Even now, after a fire ravaged the facility built just after the turn of the 20th century, local historians say Tri-Staters shouldn’t soon forget what the warehouses meant to Evansville’s past.
During World War Two, the factory was one of several scattered around Evansville, producing everything from refrigeration units, to shell casings, to thousands and thousands of wings for warplanes. In fact, Dona Bone with the Evansville Wartime Museum says the factory was recognized with an E-Award, given to top defense factories across the nation.
Following the war, the factory returned to domestic production, helping make Evansville a national center for refrigerators- a distinction that included a shortlived college football bowl game played at the Reitz Bowl on the city’s west side.
Over time, though, local historian Stan Schmitt says the heavy industry that had powered began leaving Evansville in the late 1960s and 1970s, and businesses started to contract.
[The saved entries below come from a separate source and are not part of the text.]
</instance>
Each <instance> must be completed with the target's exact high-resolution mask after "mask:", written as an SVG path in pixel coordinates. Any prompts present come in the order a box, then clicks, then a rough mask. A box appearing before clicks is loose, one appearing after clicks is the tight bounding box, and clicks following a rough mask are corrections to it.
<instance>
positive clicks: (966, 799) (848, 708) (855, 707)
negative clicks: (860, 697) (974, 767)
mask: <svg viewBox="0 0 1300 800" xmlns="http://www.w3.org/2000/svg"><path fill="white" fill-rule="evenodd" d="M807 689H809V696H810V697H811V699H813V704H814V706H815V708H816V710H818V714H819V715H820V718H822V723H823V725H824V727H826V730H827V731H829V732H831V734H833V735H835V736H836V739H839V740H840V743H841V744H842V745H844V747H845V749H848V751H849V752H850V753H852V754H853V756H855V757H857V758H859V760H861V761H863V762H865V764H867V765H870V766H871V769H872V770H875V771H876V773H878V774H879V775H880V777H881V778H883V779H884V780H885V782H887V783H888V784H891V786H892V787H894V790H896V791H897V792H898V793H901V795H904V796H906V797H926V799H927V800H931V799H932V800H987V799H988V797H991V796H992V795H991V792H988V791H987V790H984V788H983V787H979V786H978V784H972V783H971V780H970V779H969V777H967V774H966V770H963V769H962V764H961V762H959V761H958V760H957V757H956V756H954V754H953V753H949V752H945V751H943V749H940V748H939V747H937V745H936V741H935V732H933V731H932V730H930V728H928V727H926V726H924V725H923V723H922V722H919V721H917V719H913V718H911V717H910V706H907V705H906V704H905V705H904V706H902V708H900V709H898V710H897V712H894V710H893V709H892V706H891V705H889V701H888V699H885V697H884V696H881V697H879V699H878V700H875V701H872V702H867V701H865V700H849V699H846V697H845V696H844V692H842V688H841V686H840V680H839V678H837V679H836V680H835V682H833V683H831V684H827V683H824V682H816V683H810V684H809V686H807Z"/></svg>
Just as Bucyrus-Erie closed on the Westside, archives from the University of Southern Indiana indicate Servel eventually closed in the late 1950s.
Schmitt says these once formidable factories transitioned yet again for light business and warehousing, or they simply sat vacant for years. Schmitt notes that the buildings themselves were largely too big and costly to tear down, so they remained as much a part of the city as anything else.
While Dona Bone is quick to point out Evansville still has several factories from the war effort, including the former Whirlpool and Republic Aviation facility near Evansville Regional Airport, Schmitt says the fire is, in a way, symbolic of Evansville’s industrial decline- saying “those companies have disappeared now, you don’t see those large industrial factories around here anymore.”